Unable to encrypt a plain text string--HELP!@!#!@#!@#@
I am using a simple keystore with a simple private key. I am able to locate and access the keystore. I can retrieve the private key from the keystore. However, when I try to encrypt the plain text, I get this error.
info from keystore:
PrivateKey [IBMJCE DSA Private Key:
473129333093505883251479168595983767652254804386
] text [weblogic]
java.security.InvalidKeyException
at com.ibm.crypto.provider.DESedeCipher.engineGetKeySize(Unknown Source)
at javax.crypto.Cipher.init(Unknown Source)
I am working within WSAD.The error message is not very specific to the cause of the error.
I used Java keytool to create the keystore and the private key.
Could someone be so kind and point me in the right direction?

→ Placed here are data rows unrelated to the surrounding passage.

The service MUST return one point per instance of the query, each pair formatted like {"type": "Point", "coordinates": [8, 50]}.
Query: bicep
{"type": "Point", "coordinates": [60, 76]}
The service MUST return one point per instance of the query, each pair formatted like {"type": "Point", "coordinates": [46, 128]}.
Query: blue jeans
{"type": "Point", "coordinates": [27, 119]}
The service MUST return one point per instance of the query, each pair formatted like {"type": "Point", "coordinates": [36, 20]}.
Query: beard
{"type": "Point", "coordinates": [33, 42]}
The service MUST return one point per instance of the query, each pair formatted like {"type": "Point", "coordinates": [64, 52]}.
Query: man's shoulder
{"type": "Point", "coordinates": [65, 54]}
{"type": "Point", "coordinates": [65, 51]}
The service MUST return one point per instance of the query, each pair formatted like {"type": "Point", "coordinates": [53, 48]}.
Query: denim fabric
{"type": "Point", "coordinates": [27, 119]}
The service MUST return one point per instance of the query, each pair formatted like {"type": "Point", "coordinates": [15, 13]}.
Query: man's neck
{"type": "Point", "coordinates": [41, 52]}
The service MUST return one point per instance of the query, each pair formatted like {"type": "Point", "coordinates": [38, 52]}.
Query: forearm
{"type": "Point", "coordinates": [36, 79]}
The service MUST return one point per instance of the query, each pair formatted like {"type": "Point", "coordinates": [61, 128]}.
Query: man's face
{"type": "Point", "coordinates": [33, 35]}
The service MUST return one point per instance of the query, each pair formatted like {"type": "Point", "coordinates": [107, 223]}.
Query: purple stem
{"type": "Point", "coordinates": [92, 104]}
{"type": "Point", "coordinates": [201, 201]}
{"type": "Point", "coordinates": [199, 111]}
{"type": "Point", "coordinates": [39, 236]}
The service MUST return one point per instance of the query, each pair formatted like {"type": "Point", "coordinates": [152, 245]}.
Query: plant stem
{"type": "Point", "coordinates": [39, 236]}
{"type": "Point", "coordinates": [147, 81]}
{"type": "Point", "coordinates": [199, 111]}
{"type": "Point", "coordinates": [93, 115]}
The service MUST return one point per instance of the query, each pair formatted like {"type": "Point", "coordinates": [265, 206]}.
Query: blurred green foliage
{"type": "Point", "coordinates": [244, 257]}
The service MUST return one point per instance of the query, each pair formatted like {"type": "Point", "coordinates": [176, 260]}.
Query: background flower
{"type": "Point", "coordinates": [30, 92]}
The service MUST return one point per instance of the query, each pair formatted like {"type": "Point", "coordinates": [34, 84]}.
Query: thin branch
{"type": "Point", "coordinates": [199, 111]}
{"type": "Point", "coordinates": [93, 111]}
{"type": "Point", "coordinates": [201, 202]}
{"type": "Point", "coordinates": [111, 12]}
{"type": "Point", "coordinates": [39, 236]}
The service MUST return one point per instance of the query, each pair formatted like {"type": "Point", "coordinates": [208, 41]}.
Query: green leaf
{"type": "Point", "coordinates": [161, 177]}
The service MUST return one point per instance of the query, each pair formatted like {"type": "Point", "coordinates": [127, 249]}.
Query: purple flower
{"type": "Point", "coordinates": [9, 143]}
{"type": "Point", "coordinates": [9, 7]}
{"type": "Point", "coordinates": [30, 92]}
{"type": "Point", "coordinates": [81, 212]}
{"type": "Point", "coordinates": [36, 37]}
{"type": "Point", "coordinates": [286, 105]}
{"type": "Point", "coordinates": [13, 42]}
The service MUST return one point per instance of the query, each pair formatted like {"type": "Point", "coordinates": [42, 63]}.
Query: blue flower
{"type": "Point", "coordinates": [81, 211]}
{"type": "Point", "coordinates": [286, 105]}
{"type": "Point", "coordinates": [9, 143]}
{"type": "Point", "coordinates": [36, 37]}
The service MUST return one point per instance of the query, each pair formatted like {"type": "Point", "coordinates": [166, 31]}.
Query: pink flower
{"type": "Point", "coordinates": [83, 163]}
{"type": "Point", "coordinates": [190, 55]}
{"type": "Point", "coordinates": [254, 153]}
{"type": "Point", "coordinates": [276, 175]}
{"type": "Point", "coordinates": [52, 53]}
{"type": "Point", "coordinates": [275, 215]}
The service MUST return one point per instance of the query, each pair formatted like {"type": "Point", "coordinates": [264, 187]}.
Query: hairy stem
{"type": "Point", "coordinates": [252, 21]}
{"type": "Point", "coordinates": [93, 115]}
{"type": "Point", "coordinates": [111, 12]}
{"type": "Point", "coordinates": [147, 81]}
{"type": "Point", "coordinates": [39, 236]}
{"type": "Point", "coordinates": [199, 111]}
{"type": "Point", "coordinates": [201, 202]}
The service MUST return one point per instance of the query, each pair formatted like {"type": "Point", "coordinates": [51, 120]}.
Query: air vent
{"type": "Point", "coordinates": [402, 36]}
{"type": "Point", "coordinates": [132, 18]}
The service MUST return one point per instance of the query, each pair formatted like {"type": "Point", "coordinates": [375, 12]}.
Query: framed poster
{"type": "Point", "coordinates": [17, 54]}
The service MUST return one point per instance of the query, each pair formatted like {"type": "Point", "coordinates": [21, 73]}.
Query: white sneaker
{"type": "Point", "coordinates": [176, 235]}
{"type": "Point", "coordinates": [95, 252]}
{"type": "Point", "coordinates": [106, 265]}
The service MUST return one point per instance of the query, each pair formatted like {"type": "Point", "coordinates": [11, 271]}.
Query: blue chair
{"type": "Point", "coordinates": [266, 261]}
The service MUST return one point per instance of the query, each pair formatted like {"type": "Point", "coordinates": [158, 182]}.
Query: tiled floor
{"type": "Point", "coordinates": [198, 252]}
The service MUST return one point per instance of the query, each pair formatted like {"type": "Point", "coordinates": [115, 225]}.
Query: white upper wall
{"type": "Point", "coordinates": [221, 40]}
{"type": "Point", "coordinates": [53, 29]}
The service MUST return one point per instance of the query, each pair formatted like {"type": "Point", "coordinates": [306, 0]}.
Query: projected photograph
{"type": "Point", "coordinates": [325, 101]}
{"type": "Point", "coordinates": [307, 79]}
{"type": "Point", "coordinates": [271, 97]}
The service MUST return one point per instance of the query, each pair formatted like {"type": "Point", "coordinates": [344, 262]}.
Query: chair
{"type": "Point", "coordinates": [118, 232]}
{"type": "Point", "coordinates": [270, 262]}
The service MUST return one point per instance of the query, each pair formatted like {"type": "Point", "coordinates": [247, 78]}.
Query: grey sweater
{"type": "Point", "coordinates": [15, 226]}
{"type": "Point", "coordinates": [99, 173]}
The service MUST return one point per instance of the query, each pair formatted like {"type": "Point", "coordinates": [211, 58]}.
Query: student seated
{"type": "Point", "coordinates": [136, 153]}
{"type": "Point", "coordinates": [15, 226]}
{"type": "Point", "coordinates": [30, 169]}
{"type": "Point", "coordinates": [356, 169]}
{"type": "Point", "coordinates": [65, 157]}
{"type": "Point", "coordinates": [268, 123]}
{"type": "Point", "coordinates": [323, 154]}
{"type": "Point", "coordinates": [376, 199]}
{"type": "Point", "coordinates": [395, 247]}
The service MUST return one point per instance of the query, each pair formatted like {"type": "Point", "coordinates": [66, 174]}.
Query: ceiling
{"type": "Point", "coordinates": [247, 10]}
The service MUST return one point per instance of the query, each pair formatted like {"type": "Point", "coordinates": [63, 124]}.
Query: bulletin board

Thanks for any words of wisdom.
Russ
[823 byte] By [
rayraa] at [2007-10-2 5:53:20]
You can't use a DSA key for encryption. DSA keys are for signatures only. Look more carefully at the keytool options and find the one that lets you generate RSA keys.
You are absolutely RIGHT!That was my problem.... Thank you!
I am not successful in getting the Cipher to encrypt the information:
My goal is to create a SecretKey using DESede algrothim that must be 1024 in size.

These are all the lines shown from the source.